Here, though, in Bishop’s Hall . . .

There was, really, no retreat.

You could close the book — but the book was always there — tented on the plush seat by the windowsill, tempting you into it with questions. What happens to Jim now that he’s down to one hand? Football’s out of the question. And Bunny? Poor, poor Bunny. . . What’s to become of her?

Mrs. Kontos-Wu shut her eyes — felt the tears come. And then she heard a voice:

“At the end of the book, Becky calls in
Les Gendarmes
, and they break up the order of the Scarlet Arrow once and for all. Antoine’s father — or
père
as the French put it — is sent to prison, and Antoine goes to live with Bunny and her family back in America. Jim is fitted for a hook which in the last line he pretends is a pirate hook and everyone laughs.”

“That’s a lie,” said Mrs. Kontos-Wu. But she opened her eyes and gasped.

In front of her, a tall black-haired man stepped out of the sunlight and shut the book. He bent down and peered at her.

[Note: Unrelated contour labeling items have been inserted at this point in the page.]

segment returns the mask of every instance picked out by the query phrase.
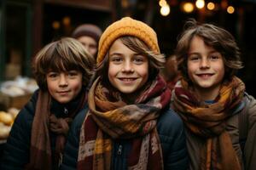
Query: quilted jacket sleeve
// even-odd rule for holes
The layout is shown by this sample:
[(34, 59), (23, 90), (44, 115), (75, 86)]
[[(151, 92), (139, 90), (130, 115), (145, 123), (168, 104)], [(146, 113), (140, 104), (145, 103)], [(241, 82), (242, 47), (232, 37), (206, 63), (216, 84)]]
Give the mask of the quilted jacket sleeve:
[(29, 102), (20, 110), (12, 126), (2, 156), (0, 169), (24, 169), (29, 161), (31, 128), (38, 92), (32, 95)]
[(245, 167), (247, 170), (253, 170), (256, 167), (256, 100), (253, 96), (247, 95), (247, 97), (249, 105), (247, 112), (248, 129), (244, 149)]
[(77, 168), (80, 129), (84, 121), (87, 110), (87, 106), (81, 110), (72, 123), (64, 150), (61, 169), (75, 170)]
[(161, 142), (165, 169), (188, 169), (189, 158), (183, 123), (172, 110), (159, 118), (158, 132)]

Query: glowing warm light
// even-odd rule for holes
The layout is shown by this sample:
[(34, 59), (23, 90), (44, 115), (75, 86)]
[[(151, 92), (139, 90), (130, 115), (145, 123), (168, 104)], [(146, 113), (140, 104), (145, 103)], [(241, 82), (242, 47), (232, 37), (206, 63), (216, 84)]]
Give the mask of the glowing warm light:
[(229, 6), (228, 8), (227, 8), (227, 12), (229, 13), (229, 14), (233, 14), (234, 12), (235, 12), (235, 8), (234, 7), (232, 7), (232, 6)]
[(215, 8), (214, 3), (210, 2), (210, 3), (207, 3), (207, 9), (213, 10), (214, 8)]
[(194, 10), (194, 5), (192, 3), (185, 3), (183, 6), (183, 10), (185, 13), (191, 13)]
[(195, 2), (195, 6), (198, 8), (204, 8), (205, 6), (205, 1), (204, 0), (197, 0)]
[(167, 16), (170, 14), (170, 6), (169, 5), (162, 6), (160, 8), (160, 14), (163, 16)]
[(61, 27), (60, 22), (56, 21), (56, 20), (53, 21), (51, 26), (52, 26), (53, 29), (55, 29), (55, 30), (58, 30)]
[(62, 22), (63, 22), (63, 25), (64, 25), (64, 26), (69, 26), (69, 25), (70, 25), (70, 17), (65, 16), (65, 17), (62, 19)]
[(166, 3), (166, 0), (160, 0), (159, 5), (160, 5), (160, 7), (164, 7), (164, 6), (166, 6), (166, 5), (167, 5), (167, 3)]

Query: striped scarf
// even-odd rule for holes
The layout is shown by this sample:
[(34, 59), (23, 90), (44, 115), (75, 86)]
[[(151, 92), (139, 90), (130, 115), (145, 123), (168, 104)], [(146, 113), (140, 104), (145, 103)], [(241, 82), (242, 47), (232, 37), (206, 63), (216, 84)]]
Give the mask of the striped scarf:
[(201, 150), (201, 170), (241, 169), (225, 128), (226, 120), (234, 116), (234, 110), (241, 104), (244, 90), (244, 83), (234, 76), (222, 85), (215, 103), (204, 105), (183, 79), (176, 84), (172, 96), (174, 109), (193, 133), (206, 139)]
[[(80, 92), (77, 107), (67, 116), (57, 118), (50, 112), (52, 99), (48, 92), (39, 90), (36, 105), (35, 116), (32, 126), (30, 162), (26, 165), (26, 170), (57, 169), (66, 143), (69, 125), (87, 101), (85, 88)], [(56, 134), (55, 150), (52, 152), (49, 131)], [(54, 153), (54, 156), (52, 156)], [(53, 159), (52, 159), (53, 158)], [(54, 162), (52, 162), (54, 161)]]
[(163, 169), (156, 123), (170, 99), (171, 92), (160, 76), (133, 105), (126, 105), (119, 92), (108, 91), (98, 78), (89, 93), (90, 110), (81, 128), (78, 169), (111, 169), (116, 139), (132, 141), (128, 169)]

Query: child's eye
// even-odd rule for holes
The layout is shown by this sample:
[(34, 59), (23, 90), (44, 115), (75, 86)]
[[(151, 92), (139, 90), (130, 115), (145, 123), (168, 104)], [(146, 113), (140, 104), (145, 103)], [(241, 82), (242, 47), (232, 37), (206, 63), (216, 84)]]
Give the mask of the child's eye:
[(137, 65), (140, 65), (145, 61), (145, 57), (143, 55), (137, 55), (133, 59), (133, 60)]
[(69, 71), (67, 72), (67, 75), (68, 75), (68, 76), (70, 76), (70, 77), (77, 76), (79, 74), (79, 73), (78, 71)]
[(218, 55), (211, 55), (210, 56), (211, 60), (217, 60), (219, 59)]
[(200, 60), (200, 57), (197, 56), (197, 55), (193, 55), (193, 56), (189, 56), (189, 60), (193, 60), (193, 61), (196, 61), (196, 60)]
[(50, 78), (55, 78), (56, 76), (58, 76), (58, 73), (56, 72), (49, 72), (47, 74), (47, 76), (50, 77)]
[(113, 63), (120, 63), (123, 60), (121, 57), (112, 57), (110, 60)]
[(68, 71), (68, 76), (77, 76), (79, 73), (75, 71)]

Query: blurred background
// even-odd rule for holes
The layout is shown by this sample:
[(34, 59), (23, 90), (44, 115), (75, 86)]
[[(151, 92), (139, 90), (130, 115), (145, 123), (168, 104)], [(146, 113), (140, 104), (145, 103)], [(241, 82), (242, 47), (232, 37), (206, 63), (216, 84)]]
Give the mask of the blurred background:
[(238, 76), (256, 97), (256, 0), (1, 0), (0, 82), (31, 77), (34, 54), (77, 26), (92, 23), (104, 30), (124, 16), (153, 27), (166, 56), (189, 18), (227, 29), (241, 49), (245, 67)]

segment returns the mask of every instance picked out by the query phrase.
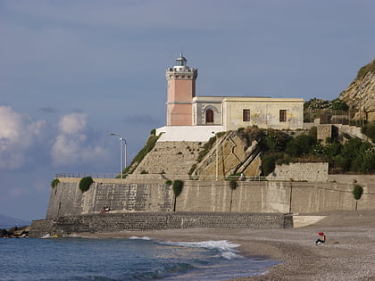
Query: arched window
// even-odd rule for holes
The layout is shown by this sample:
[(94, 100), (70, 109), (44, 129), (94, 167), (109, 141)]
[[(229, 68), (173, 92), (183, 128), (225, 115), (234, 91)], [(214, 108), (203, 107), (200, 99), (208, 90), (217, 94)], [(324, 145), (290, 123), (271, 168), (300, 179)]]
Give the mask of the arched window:
[(213, 111), (212, 109), (205, 112), (205, 123), (213, 123)]

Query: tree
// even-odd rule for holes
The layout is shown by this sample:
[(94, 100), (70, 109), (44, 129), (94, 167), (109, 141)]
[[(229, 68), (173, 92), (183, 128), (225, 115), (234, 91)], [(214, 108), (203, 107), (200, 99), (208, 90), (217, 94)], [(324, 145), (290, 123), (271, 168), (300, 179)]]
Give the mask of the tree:
[(355, 199), (355, 211), (357, 211), (358, 208), (358, 200), (361, 199), (362, 194), (363, 194), (363, 188), (359, 185), (354, 185), (353, 188), (353, 195)]
[(79, 189), (82, 192), (88, 191), (93, 183), (94, 180), (91, 177), (82, 178), (79, 181)]
[(173, 193), (174, 193), (173, 211), (176, 211), (177, 197), (181, 194), (183, 187), (184, 187), (184, 182), (182, 180), (176, 179), (173, 181)]

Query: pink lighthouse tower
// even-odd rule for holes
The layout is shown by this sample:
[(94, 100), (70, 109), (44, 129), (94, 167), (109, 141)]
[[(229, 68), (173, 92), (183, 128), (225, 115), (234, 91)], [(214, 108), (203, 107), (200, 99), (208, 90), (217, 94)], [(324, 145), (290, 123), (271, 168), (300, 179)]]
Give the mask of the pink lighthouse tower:
[(182, 53), (176, 60), (176, 65), (166, 71), (167, 88), (167, 126), (193, 125), (193, 97), (196, 96), (196, 69), (187, 65)]

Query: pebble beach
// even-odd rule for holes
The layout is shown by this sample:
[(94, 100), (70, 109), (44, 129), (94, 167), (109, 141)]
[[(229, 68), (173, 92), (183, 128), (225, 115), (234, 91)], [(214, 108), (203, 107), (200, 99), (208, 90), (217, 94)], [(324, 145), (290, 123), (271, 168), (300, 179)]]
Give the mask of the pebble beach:
[[(309, 214), (310, 215), (310, 214)], [(228, 240), (242, 255), (266, 255), (281, 263), (262, 276), (241, 280), (375, 280), (375, 211), (320, 213), (318, 223), (298, 228), (188, 228), (88, 235), (97, 237), (149, 236), (166, 241)], [(318, 233), (327, 242), (316, 245)], [(82, 234), (80, 234), (82, 235)]]

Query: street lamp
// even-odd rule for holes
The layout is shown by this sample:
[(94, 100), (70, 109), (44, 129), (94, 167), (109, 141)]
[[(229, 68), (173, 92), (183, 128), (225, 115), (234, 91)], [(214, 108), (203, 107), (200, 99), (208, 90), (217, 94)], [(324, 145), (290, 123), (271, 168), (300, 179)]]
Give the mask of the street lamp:
[[(121, 157), (120, 157), (120, 166), (121, 166), (121, 177), (122, 178), (122, 170), (126, 168), (127, 166), (127, 161), (126, 161), (126, 140), (125, 137), (123, 137), (122, 136), (112, 133), (110, 134), (110, 136), (120, 136), (119, 140), (121, 141), (120, 143), (120, 147), (121, 147)], [(125, 149), (124, 149), (125, 147)], [(125, 156), (124, 156), (124, 152), (125, 152)], [(125, 167), (124, 167), (124, 159), (125, 159)]]
[(216, 181), (218, 181), (218, 177), (219, 177), (219, 156), (218, 156), (219, 142), (218, 142), (218, 137), (216, 136), (215, 132), (212, 131), (212, 133), (216, 137), (216, 139), (215, 139), (215, 143), (216, 143)]

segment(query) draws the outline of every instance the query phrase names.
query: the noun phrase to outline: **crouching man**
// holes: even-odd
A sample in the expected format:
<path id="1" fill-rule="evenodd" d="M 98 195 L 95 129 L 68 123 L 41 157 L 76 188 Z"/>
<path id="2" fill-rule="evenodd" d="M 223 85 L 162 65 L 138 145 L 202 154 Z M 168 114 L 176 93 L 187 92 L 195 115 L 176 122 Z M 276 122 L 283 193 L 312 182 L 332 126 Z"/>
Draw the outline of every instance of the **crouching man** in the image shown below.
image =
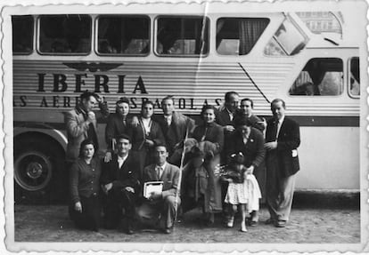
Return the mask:
<path id="1" fill-rule="evenodd" d="M 149 194 L 137 208 L 141 221 L 159 223 L 164 233 L 173 230 L 176 210 L 180 205 L 178 167 L 167 162 L 168 152 L 164 145 L 158 144 L 154 148 L 155 163 L 144 168 L 143 182 L 161 181 L 161 191 Z"/>

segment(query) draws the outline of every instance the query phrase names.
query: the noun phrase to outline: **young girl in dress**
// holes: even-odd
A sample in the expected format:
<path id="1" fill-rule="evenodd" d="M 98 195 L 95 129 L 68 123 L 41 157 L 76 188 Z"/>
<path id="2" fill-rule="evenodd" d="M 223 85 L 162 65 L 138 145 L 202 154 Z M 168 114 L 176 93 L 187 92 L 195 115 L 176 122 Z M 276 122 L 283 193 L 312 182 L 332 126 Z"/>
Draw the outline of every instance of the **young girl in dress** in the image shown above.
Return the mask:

“Mrs. Kontos-Wu?” He looked relieved as he extended a huge hand to shake her small one. “You are well. I am relieved — I thought for certain I had lost you when the children torpedoed your boat.”

“What have you done with the Mystics?”

Stephen blinked and coughed. He didn’t have to look around to know he was back on the submarine — the old-socks stink and the endless tick-ticking of the lights were enough to tell him that he was here, in the old engine room, handcuffed to a chair. He didn’t need to look around to see that.

But look around he did. Three Romanians were surrounding him — one, the little guy with glasses he’d pummelled a day ago outside the sleeping chambers.

It was he who was talking. But Stephen knew it wasn’t him.

“Zhanna,” said Stephen, “I’ve — I’ve been in contact with someone you need to talk to.”

The little Romanian sneered. “Answer the question,” Zhanna said through him. “Where are the Mystics?”

“I don’t know about the Mystics,” said Stephen. “They’re gone. You need to talk to this guy. Alexei Kilodovich.”

“Alexei Kilodovich.” This time it was the tall bearded Romanian who brought him here. “A trick. The Mystics are dead and you have killed them. Somehow, through you, Fyodor Kolyokov has destroyed the Mystics. Tell me how and it will be quick.”